The fight against hidden biases in machine learning algorithms is being led by three Yale scientists and their new training regime for predictive programs.
Ryan Chiao, senior photographer
Three Yale scientists are tasked with producing objective machine learning algorithms from inherently biased training data.
In the modern world, questions of who will repay their loans and who should qualify for insurance are increasingly resolved by computer programs. These algorithms are used on the assumption that they are impartial; However, according to Amin Karbasi, professor of electrical engineering and computer science, and Ehsan Kazem, former Yale postdoctoral fellow, biases are often rooted in machine learning programs through training methods and data. But now researchers at the Yale School of Management have devised a new ‘train then mask’ technique for supervised learning to remove these algorithm biases and ensure that computers don’t repeat patterns of discrimination. societal.
“I don’t think there is a one-size-fits-all solution for [implicit bias in algorithms] at this point, ”said marketing professor Soheil Ghili, one of three researchers who pioneered this new technique. “There may be several solutions depending on your primary goal. The goal here is to reduce the disparity in treatment between different genders or racial groups while maintaining the accuracy of your prediction as far as possible and, more importantly, while maintaining the characteristic that two individuals who are otherwise identical, what I mean elsewhere except for their sensitive features, will be treated on an equal footing.
Kazemi, a current Google researcher, explained that implicit biases can often creep into algorithms even if they aren’t explicitly programmed. As an example, he indicated height and sex. Because males are often taller than females, if an algorithm is trained to prioritize height, it can implicitly prioritize males over females as well.

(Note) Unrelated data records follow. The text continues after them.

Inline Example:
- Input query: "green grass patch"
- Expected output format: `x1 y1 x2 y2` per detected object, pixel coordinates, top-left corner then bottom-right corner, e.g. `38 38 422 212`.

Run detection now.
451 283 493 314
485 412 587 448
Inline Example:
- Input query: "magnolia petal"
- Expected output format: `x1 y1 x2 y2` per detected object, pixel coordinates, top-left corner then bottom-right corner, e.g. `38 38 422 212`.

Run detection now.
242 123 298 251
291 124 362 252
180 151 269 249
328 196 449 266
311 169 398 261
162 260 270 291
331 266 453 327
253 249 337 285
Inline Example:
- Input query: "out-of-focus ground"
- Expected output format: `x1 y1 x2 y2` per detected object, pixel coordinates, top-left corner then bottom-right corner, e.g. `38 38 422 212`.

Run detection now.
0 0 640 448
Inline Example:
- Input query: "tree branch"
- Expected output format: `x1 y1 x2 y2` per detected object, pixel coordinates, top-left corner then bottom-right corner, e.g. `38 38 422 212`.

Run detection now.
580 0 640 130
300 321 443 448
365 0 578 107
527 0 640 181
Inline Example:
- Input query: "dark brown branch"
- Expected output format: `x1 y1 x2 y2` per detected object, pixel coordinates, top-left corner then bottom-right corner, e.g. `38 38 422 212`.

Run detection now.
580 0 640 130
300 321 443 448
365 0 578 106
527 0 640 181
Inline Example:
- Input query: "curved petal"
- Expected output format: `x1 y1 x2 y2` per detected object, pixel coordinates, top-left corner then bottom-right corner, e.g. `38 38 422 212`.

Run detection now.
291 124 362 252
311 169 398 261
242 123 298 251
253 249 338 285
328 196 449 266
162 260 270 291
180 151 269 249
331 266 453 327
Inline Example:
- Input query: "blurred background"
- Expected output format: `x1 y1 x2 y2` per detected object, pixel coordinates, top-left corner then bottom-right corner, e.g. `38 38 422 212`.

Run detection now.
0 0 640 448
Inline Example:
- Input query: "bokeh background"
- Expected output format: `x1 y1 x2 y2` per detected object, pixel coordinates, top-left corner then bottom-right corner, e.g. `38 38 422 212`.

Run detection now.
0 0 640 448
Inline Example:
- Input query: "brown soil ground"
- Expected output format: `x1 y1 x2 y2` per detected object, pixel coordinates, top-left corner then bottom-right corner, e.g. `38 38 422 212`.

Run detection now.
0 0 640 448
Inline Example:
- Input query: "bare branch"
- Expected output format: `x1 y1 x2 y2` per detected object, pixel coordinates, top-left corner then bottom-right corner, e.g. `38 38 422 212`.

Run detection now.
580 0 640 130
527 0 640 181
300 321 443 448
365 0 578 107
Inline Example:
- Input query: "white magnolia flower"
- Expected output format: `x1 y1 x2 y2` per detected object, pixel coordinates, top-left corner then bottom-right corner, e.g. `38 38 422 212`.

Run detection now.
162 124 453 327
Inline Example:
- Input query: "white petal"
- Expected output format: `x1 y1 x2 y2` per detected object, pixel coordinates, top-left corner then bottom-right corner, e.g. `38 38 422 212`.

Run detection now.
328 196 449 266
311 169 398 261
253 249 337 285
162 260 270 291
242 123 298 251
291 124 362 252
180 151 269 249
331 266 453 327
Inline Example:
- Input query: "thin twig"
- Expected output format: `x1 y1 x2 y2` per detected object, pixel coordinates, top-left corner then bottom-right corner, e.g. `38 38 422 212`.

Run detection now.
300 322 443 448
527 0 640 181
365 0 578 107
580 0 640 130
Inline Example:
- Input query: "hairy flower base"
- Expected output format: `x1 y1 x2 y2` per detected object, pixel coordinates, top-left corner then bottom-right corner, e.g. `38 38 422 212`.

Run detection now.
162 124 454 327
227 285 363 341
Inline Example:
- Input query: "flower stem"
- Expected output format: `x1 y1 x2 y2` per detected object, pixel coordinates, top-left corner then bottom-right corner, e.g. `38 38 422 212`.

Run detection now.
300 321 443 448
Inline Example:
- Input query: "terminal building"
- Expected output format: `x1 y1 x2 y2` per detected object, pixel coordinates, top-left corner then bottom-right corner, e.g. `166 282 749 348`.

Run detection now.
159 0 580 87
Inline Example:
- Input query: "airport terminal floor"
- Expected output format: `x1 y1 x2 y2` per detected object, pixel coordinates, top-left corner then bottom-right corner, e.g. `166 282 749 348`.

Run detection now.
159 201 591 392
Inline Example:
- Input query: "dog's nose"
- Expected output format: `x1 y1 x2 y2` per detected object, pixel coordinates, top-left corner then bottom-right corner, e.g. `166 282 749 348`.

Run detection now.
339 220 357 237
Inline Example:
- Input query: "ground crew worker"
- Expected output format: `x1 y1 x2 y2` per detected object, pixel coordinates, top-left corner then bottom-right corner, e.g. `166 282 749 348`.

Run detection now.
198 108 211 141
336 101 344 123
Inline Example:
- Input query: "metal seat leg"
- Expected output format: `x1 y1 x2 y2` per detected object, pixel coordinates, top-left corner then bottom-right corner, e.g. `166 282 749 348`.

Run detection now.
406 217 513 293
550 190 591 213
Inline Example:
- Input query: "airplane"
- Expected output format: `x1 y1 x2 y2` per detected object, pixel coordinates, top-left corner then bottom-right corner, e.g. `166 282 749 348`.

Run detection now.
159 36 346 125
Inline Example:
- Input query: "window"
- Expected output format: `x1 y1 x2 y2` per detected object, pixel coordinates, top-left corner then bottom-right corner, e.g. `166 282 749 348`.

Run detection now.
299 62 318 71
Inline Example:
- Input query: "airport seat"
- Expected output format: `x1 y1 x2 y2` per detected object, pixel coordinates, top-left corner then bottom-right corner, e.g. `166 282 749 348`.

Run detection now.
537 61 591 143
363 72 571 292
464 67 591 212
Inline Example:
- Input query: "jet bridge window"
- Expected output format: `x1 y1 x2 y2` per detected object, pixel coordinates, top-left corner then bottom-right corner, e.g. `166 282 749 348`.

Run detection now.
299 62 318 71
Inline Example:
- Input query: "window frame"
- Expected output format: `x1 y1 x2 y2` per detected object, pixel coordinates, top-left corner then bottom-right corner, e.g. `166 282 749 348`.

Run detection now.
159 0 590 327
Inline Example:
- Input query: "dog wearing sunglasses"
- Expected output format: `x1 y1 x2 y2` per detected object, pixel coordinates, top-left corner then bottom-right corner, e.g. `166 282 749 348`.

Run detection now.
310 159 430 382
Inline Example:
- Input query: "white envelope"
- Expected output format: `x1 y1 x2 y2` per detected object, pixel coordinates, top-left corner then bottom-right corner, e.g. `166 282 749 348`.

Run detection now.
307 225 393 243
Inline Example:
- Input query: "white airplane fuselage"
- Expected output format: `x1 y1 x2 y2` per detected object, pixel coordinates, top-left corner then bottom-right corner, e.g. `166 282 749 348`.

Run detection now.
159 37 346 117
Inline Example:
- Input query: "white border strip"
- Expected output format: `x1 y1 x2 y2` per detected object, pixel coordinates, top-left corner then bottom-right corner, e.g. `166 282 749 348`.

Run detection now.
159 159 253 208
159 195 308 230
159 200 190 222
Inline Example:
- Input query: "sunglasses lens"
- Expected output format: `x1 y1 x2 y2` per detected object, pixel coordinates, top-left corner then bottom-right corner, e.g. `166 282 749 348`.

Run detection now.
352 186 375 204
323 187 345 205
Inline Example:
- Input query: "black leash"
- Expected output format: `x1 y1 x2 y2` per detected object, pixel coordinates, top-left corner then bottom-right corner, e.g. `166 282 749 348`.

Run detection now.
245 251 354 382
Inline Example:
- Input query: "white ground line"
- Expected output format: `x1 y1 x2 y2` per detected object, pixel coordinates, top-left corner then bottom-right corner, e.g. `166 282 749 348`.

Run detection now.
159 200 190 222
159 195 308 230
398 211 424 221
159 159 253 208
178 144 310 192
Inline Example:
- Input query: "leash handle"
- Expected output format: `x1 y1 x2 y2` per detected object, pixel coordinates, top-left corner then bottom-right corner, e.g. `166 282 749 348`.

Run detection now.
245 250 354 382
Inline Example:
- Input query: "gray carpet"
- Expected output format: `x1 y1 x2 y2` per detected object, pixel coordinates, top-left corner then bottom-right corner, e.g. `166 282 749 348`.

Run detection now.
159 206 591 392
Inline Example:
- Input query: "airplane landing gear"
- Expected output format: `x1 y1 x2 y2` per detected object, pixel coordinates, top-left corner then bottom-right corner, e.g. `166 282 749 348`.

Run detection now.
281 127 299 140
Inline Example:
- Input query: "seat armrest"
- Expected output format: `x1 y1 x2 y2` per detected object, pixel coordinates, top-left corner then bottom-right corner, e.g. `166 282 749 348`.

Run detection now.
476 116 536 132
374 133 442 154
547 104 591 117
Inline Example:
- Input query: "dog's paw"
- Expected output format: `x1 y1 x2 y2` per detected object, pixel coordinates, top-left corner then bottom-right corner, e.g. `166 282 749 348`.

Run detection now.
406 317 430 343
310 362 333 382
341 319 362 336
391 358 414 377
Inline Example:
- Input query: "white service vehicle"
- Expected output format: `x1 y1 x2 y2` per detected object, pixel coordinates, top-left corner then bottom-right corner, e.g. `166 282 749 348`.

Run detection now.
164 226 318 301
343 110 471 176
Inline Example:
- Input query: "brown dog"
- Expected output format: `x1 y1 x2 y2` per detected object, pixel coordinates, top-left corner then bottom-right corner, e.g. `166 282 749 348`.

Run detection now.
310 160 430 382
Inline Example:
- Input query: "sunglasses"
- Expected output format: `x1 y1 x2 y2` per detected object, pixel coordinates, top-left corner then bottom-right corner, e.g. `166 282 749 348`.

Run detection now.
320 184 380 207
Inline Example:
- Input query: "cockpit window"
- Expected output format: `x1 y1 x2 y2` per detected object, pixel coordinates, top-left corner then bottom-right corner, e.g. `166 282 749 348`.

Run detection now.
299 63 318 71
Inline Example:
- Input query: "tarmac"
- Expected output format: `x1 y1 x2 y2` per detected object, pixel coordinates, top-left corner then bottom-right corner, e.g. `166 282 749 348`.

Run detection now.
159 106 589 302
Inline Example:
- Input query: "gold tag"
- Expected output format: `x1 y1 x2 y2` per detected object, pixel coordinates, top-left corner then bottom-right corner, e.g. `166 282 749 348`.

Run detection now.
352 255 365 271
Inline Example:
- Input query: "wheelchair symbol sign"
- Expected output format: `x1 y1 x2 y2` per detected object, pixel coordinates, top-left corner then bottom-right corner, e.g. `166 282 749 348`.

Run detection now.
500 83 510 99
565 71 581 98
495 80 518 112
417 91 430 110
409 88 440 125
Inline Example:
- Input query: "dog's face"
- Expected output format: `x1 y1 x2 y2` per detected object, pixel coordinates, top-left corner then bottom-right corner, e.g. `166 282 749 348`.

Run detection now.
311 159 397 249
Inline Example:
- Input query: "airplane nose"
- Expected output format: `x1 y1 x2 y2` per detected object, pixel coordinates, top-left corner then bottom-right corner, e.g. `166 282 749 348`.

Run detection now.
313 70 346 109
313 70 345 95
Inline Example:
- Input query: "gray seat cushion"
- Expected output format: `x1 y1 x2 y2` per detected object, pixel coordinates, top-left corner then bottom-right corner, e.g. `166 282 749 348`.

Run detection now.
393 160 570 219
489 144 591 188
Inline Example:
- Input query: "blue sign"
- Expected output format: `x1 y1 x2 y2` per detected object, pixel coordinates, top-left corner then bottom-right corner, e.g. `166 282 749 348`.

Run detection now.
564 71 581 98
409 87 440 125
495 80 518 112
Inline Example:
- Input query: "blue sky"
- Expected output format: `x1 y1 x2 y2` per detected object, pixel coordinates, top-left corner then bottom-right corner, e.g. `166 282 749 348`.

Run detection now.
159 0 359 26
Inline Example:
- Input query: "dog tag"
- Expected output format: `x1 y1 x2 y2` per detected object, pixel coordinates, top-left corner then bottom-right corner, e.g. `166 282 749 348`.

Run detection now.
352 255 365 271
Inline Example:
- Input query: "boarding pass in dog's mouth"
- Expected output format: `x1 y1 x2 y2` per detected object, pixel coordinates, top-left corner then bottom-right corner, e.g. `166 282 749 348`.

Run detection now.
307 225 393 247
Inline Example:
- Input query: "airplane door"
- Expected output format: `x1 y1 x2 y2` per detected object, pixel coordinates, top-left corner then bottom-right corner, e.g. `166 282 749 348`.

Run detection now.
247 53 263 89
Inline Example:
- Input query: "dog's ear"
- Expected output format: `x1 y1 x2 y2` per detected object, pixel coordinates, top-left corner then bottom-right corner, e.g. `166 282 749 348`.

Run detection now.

Complications arise when trying to eliminate discrimination by controlling the information supplied to an algorithm. Although gender is not used in training the model, it is incorporated into the importance of height for the final prediction. This means that although gender is not explicitly present, the algorithm can still discriminate against gender if its training data is biased in that direction, Kazemi explained.
The pioneers of the new ‘train then hide’ technique – Ghili, Kazemi and Karbasi – argue that the solution to removing bias in algorithms is not to remove classifications such as gender, but rather to include them initially.
“Let’s say you want to rank basketball players. Kazemi told News. “Even if you don’t want to favor men over women, size matters. You want to keep this functionality. You keep the explicit characteristic (gender) in the model when you train a model, so that you make sure that the other part, the height contribution, comes from the importance of the height itself, not the importance of the height itself, not the height. historical discrimination or act as a proxy for gender. [Then] when running the model, you assume that all people are the same sex, so there is no discrimination. “
The “Train then Mask” prediction algorithms are carried out in two stages. First, they are trained with all the data, including sensitive features, to limit the formation of implicit biases. Then, during execution, sensitive features are masked to ensure that discrimination does not play a role in decision making. Essentially, each individual is run with the same race and gender and then their true characteristics determine the outcome.
This means that the “train then mask” algorithm is fair to each individual. If two loan seekers with identical characteristics except race enter a bank, they will be given identical reliability scores and both will be accepted or both refused.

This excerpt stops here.